A medida vai impactar contratos de cerca de oito milhões de beneficiários, o que representa 16,3% dos consumidores de planos de saúde no Brasil. O aumento se refere ao período de maio de 2022 a abril de 2023 e só poderá ser aplicado no mês de aniversário do contrato —ou seja, no mês que o contrato foi assinado. A ANS diz que o reajuste foi motivado pelo aumento nos gastos assistenciais dos planos individuais no ano passado, em comparação a 2020, principalmente nos custos dos serviços.

Em contrapartida, a frequência no uso dos serviços de saúde não cresceu no mesmo ritmo, com uma retomada mais gradual em relação a consultas e internações. “Como a frequência na utilização de serviços apresentou queda bastante acentuada em 2020, a retomada em 2021, ainda que gradual, foi suficiente para que, ao lado de um aumento acentuado nos preços dos insumos e serviços, acelerasse o índice deste ano para 15,5%”, afirma a ANS.

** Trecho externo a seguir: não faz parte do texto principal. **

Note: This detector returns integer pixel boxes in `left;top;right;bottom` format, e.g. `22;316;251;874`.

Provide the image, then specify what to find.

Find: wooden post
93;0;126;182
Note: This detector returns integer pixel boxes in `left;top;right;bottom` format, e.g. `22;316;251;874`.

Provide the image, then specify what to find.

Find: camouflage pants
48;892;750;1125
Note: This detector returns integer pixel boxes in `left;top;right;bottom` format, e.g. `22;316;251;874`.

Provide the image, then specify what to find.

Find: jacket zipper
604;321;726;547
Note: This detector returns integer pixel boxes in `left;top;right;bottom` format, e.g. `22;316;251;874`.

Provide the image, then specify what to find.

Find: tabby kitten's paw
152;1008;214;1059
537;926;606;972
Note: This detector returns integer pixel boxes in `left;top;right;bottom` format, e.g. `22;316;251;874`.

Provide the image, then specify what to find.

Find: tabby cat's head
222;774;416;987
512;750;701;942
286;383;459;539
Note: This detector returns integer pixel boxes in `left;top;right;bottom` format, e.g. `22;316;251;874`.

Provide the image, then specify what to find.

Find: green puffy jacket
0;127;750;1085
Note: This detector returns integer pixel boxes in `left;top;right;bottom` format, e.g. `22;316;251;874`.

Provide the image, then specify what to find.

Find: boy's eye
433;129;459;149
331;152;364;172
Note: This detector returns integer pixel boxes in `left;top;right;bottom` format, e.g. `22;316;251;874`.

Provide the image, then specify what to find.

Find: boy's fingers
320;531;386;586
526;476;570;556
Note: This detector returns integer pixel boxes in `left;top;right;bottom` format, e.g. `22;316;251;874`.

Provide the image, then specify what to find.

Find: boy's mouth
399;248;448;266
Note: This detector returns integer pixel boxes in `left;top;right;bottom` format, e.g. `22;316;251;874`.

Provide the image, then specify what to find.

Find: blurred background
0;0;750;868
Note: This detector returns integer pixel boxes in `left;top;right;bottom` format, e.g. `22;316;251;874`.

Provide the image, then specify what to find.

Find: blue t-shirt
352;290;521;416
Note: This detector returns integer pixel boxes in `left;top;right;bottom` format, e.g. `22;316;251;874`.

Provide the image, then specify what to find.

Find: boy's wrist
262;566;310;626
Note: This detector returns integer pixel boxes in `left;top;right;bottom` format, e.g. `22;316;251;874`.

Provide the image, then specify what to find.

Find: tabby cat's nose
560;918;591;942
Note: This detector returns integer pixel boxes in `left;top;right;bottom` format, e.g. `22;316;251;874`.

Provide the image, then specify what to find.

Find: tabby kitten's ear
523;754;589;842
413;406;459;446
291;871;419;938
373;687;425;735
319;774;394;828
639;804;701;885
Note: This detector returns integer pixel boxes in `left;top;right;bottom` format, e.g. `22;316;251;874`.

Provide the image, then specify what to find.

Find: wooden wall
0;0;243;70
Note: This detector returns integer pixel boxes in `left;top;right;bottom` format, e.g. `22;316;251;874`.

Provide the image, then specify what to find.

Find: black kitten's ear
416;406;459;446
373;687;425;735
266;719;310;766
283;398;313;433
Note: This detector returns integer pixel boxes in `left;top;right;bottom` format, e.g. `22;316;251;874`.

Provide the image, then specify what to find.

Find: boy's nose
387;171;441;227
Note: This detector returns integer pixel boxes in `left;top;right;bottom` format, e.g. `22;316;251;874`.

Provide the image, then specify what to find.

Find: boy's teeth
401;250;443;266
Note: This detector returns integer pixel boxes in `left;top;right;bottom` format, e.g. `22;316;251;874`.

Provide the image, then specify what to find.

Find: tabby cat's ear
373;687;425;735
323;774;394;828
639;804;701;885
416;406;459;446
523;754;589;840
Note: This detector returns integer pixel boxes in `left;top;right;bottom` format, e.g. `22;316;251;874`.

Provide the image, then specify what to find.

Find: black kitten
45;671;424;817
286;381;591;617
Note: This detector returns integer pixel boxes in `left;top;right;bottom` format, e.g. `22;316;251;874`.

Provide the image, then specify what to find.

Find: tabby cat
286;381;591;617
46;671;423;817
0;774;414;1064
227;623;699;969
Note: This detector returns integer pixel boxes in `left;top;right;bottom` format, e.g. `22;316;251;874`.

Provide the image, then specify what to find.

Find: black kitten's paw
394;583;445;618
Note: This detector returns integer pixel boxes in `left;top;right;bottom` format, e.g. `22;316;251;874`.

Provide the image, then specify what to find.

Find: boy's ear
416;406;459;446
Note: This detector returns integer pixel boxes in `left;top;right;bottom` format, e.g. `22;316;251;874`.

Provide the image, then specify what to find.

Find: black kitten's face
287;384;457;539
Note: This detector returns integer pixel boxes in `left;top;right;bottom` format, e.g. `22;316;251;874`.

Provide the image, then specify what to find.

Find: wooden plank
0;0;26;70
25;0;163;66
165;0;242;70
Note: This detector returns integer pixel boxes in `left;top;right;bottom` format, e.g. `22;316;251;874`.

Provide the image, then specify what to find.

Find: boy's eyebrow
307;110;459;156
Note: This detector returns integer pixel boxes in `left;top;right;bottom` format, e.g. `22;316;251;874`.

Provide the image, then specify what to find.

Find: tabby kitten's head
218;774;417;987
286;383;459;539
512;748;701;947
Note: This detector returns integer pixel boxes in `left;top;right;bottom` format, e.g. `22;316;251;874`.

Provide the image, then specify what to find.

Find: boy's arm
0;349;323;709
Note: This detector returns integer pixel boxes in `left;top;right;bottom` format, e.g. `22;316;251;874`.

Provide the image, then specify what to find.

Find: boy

Empresas de saúde afirmam que o setor acabou reduzindo a oferta de planos individuais justamente por causa da regulamentação da ANS, que estabelece limites para os reajustes. As companhias preferem lançar planos coletivos, com preços de mercado. Ao todo, 49,1 milhões de pessoas têm planos de saúde no país, de acordo com dados da ANS referentes a março.

Em 2021, mensalidades caíram pela primeira vez

No ano passado, a ANS determinou um reajuste negativo de 8,19% —na prática, os planos ficaram mais baratos aos consumidores, pela primeira vez. O percentual negativo refletiu a queda de 17% no total de procedimentos (consultas, exames, terapias e cirurgias) realizados em 2020, em relação a 2019, pelo setor de planos de saúde.

A redução da utilização dos serviços aconteceu em decorrência das medidas protetivas para evitar a disseminação da covid-19. Apesar da alta quantidade de atendimentos e internações pela doença, houve redução na procura por consultas, exames e cirurgias que não eram urgentes. Em 2021, com a retomada gradativa da utilização dos planos de saúde pelos beneficiários, as despesas assistenciais apresentaram crescimento, influenciadas principalmente pela variação no preço dos serviços/insumos de saúde.

Aumento deve ser descrito no boleto

O reajuste anual deve aparecer no boleto de cobrança dos planos de saúde individuais e familiares. Se a cobrança for superior a 15,5%, o consumidor deve ligar para a operadora para pedir esclarecimentos, diz a ANS.